HTML Character Set

HTML Character Set

A computer character set is a relationship between the computer binary code and the set of letters.

The standard character sets are designed so that a single 8 bit byte stores a single character because all computers use 8 bit as a basic storage unit. As there is 8 bits in a byte therefore, each byte can represent 256 possible characters.

ISO Latin-1 character set

The character set is useful when they can be understood. The international standard organization ISO has specified different character sets that fit inside the 8 bit characters. For the World Wide Web application, the default set of printable characters is ISO Latin-1 which is also called ISO 8859-1 character set.

US-ASCII

The first 128 characters in the ISO 8859-1 are equivalent to the US ASCII. The US ASCII is also known as ISO 646 character set. The US ASCII is a 7 bit character set because it has only 128 characters. There are 32 special characters that are used for communication lines or for controlling the printing devices. These 32 characters are not the printable characters. Some of these characters are shown in the table below:

Character Code Meaning Decimal
NUL Null character 00
BS Backspace 08
HT Tab 09
LF New line or line feed (also called NL) 10
CR Carriage return 13
SP Space character 32
DEL Delete 127

URL Character Encoding

Any bit character can be represented in a URL by an indirect reference or by encoding.
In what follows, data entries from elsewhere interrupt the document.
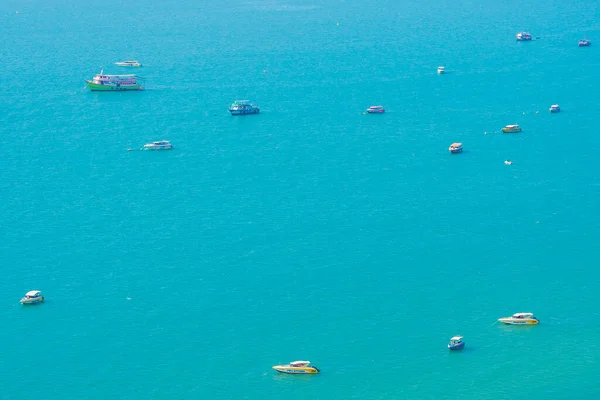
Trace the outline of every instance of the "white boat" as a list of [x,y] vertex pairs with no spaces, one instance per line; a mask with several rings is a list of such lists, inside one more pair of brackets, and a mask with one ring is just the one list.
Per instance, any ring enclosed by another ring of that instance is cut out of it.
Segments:
[[528,42],[531,39],[533,39],[533,37],[531,36],[531,34],[529,32],[517,33],[517,41],[519,41],[519,42]]
[[137,60],[119,61],[119,62],[116,62],[115,65],[118,65],[119,67],[141,67],[142,66],[142,64],[140,64],[139,61],[137,61]]
[[384,112],[385,109],[383,108],[383,106],[371,106],[367,108],[367,113],[369,114],[383,114]]
[[231,115],[247,115],[247,114],[258,114],[260,109],[254,104],[250,104],[249,100],[236,100],[229,107]]
[[25,293],[25,296],[21,299],[21,304],[37,304],[44,301],[44,296],[39,290],[30,290]]
[[275,365],[273,369],[284,374],[318,374],[319,369],[309,364],[310,361],[292,361],[285,365]]
[[452,154],[462,153],[462,143],[452,143],[448,151]]
[[533,313],[516,313],[512,317],[499,318],[498,321],[507,325],[537,325],[540,323]]
[[172,148],[173,145],[168,140],[159,140],[144,145],[144,150],[171,150]]

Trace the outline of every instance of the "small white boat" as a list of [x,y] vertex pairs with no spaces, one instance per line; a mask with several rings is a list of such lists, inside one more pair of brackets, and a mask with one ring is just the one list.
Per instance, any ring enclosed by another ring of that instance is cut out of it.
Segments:
[[319,369],[309,364],[310,361],[292,361],[285,365],[275,365],[273,369],[284,374],[318,374]]
[[118,65],[119,67],[141,67],[142,66],[142,64],[140,64],[139,61],[137,61],[137,60],[118,61],[115,63],[115,65]]
[[448,343],[448,348],[450,350],[460,350],[465,347],[465,342],[462,340],[462,336],[452,336],[450,338],[450,343]]
[[514,125],[506,125],[504,128],[502,128],[502,132],[504,133],[517,133],[517,132],[521,132],[521,127],[517,124]]
[[448,148],[448,151],[452,154],[462,153],[462,143],[452,143]]
[[44,301],[44,296],[39,290],[30,290],[25,293],[25,296],[21,299],[21,304],[37,304]]
[[533,313],[516,313],[512,317],[499,318],[498,321],[507,325],[537,325],[540,323]]
[[533,37],[531,36],[531,34],[529,32],[517,33],[517,41],[519,41],[519,42],[528,42],[531,39],[533,39]]
[[173,145],[168,140],[159,140],[158,142],[146,143],[143,150],[171,150]]
[[383,114],[384,112],[385,109],[383,108],[383,106],[371,106],[367,108],[367,113],[369,114]]

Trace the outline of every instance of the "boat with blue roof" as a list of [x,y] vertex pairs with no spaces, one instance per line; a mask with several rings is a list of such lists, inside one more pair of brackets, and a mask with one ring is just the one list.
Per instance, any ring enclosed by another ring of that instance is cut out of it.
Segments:
[[159,140],[157,142],[147,143],[144,145],[144,150],[171,150],[173,145],[168,140]]
[[528,42],[531,39],[533,39],[533,37],[531,36],[531,34],[529,32],[519,32],[519,33],[517,33],[517,41],[518,42]]
[[258,114],[260,109],[251,104],[249,100],[236,100],[229,107],[231,115],[247,115],[247,114]]
[[465,347],[465,342],[462,340],[462,336],[452,336],[448,348],[450,350],[461,350]]
[[44,296],[39,290],[30,290],[25,293],[25,296],[21,299],[21,304],[38,304],[44,301]]
[[367,113],[369,114],[383,114],[384,112],[385,109],[383,108],[383,106],[371,106],[367,108]]

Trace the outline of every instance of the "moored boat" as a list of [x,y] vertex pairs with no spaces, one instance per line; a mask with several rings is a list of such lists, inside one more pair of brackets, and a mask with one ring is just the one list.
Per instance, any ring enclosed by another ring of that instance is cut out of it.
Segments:
[[581,39],[578,43],[579,47],[589,47],[592,45],[592,41],[591,40],[587,40],[587,39]]
[[452,336],[448,348],[450,350],[460,350],[465,347],[465,342],[462,341],[462,336]]
[[519,32],[517,33],[517,40],[519,42],[528,42],[532,39],[531,34],[528,32]]
[[502,128],[502,132],[504,133],[516,133],[516,132],[521,132],[521,127],[517,124],[515,125],[506,125],[504,128]]
[[452,154],[462,153],[462,143],[452,143],[448,148],[448,151]]
[[371,106],[367,108],[367,112],[369,114],[383,114],[385,112],[385,109],[383,108],[383,106]]
[[236,100],[229,107],[231,115],[246,115],[246,114],[258,114],[260,109],[254,104],[250,104],[249,100]]
[[118,65],[119,67],[141,67],[142,66],[142,64],[140,64],[140,62],[137,60],[118,61],[115,63],[115,65]]
[[507,325],[537,325],[540,323],[533,313],[516,313],[512,317],[499,318],[498,321]]
[[138,80],[136,75],[105,75],[102,70],[92,80],[86,79],[86,82],[92,91],[143,90]]
[[171,150],[172,148],[173,145],[168,140],[159,140],[144,145],[144,150]]
[[318,374],[319,369],[310,365],[310,361],[292,361],[285,365],[275,365],[273,369],[284,374]]
[[30,290],[25,293],[25,296],[21,299],[21,304],[37,304],[44,301],[44,296],[39,290]]

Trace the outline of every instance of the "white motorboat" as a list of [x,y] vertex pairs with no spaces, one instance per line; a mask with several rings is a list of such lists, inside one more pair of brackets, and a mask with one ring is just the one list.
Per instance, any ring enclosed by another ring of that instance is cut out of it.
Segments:
[[115,63],[115,65],[118,65],[119,67],[141,67],[142,66],[142,64],[140,64],[139,61],[137,61],[137,60],[118,61]]
[[537,325],[540,323],[533,313],[516,313],[512,317],[499,318],[498,321],[507,325]]
[[30,290],[25,293],[25,296],[21,299],[21,304],[37,304],[44,301],[44,296],[39,290]]
[[144,145],[144,150],[171,150],[172,148],[173,145],[168,140],[159,140]]

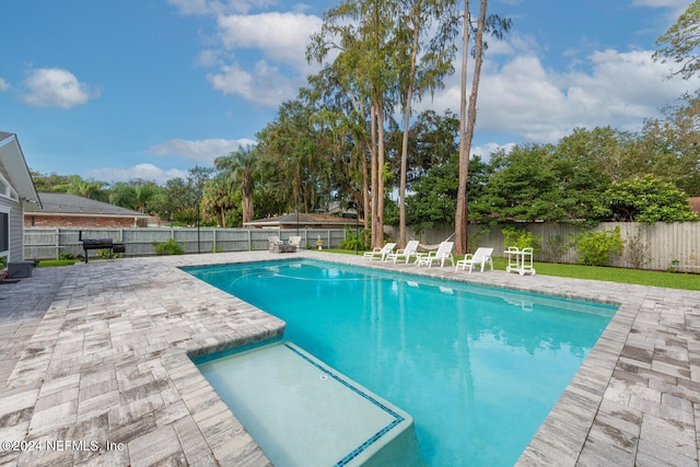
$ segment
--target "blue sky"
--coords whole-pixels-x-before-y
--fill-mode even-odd
[[[476,3],[476,2],[475,2]],[[639,130],[698,80],[666,80],[654,40],[690,0],[491,0],[513,20],[482,71],[475,152]],[[164,183],[255,140],[315,71],[331,0],[22,0],[0,28],[0,130],[31,168]],[[458,66],[455,67],[458,70]],[[417,112],[458,109],[459,73]]]

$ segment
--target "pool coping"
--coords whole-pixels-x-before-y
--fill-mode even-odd
[[[700,293],[504,271],[468,275],[317,252],[135,258],[71,268],[0,394],[0,440],[82,435],[124,441],[126,448],[5,451],[0,462],[269,465],[188,354],[282,335],[284,324],[178,267],[299,257],[620,303],[518,465],[697,465],[700,338],[693,329],[700,328]]]

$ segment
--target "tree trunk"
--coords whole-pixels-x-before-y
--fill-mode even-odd
[[[370,129],[370,135],[371,135],[371,148],[370,148],[370,173],[371,173],[371,183],[372,186],[370,187],[370,211],[371,211],[371,217],[372,217],[372,247],[377,246],[377,222],[376,222],[376,214],[377,214],[377,190],[378,190],[378,184],[377,184],[377,170],[376,170],[376,107],[374,106],[374,104],[372,104],[371,107],[371,129]]]
[[[413,25],[413,50],[411,51],[411,69],[406,90],[406,108],[404,109],[404,140],[401,142],[401,175],[398,188],[398,245],[406,247],[406,173],[408,172],[408,129],[411,118],[411,100],[413,98],[413,80],[416,61],[418,60],[419,25]]]
[[[377,126],[377,189],[376,189],[376,245],[384,246],[384,106],[377,105],[376,126]]]
[[[462,101],[459,103],[459,188],[457,189],[457,211],[455,212],[455,252],[457,255],[467,253],[467,176],[469,174],[469,152],[474,139],[474,128],[477,120],[477,96],[479,93],[479,78],[483,63],[483,30],[486,28],[486,11],[488,0],[481,0],[479,20],[475,37],[476,57],[474,75],[471,79],[471,94],[469,108],[466,109],[467,94],[467,54],[469,50],[469,0],[465,0],[464,36],[462,50]]]

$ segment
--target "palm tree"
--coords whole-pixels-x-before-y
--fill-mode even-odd
[[[254,147],[245,147],[214,161],[222,176],[232,178],[233,186],[241,189],[243,222],[253,220],[253,194],[257,176],[258,156]]]

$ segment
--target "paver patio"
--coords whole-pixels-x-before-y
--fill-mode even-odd
[[[0,285],[0,465],[269,465],[188,354],[284,324],[178,266],[299,256],[620,303],[518,464],[698,466],[700,292],[317,252],[93,261]]]

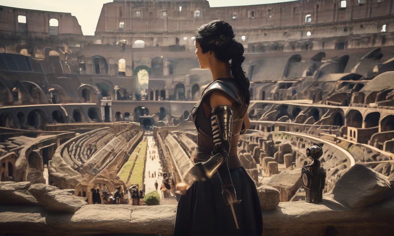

Therefore, the ISO Latin-1 character can be represented by the special character sequence as follows:

%xx

In the above syntax xx is the hexadecimal or the hex code of the character that is to be used and % indicates the start of encoding.

EXAMPLE

As an example, the encoding for the character é is %E9.

The charset attribute

In an HTML5 document the default character encoding is UTF-8. The UTF-8 is also called Unicode that supports all the characters and the symbols.

The charset attribute is used with the meta element. The charset attribute is used so that the browser could know which character set is used in the page. Therefore, the charset element has assigned the value UTF-8 that supports all the characters and symbols. This is demonstrated as follows:

EXAMPLE

<meta charset = ”UTF-8” >

For 0 to 128 characters the UTF-8 is equivalent to the ASCII.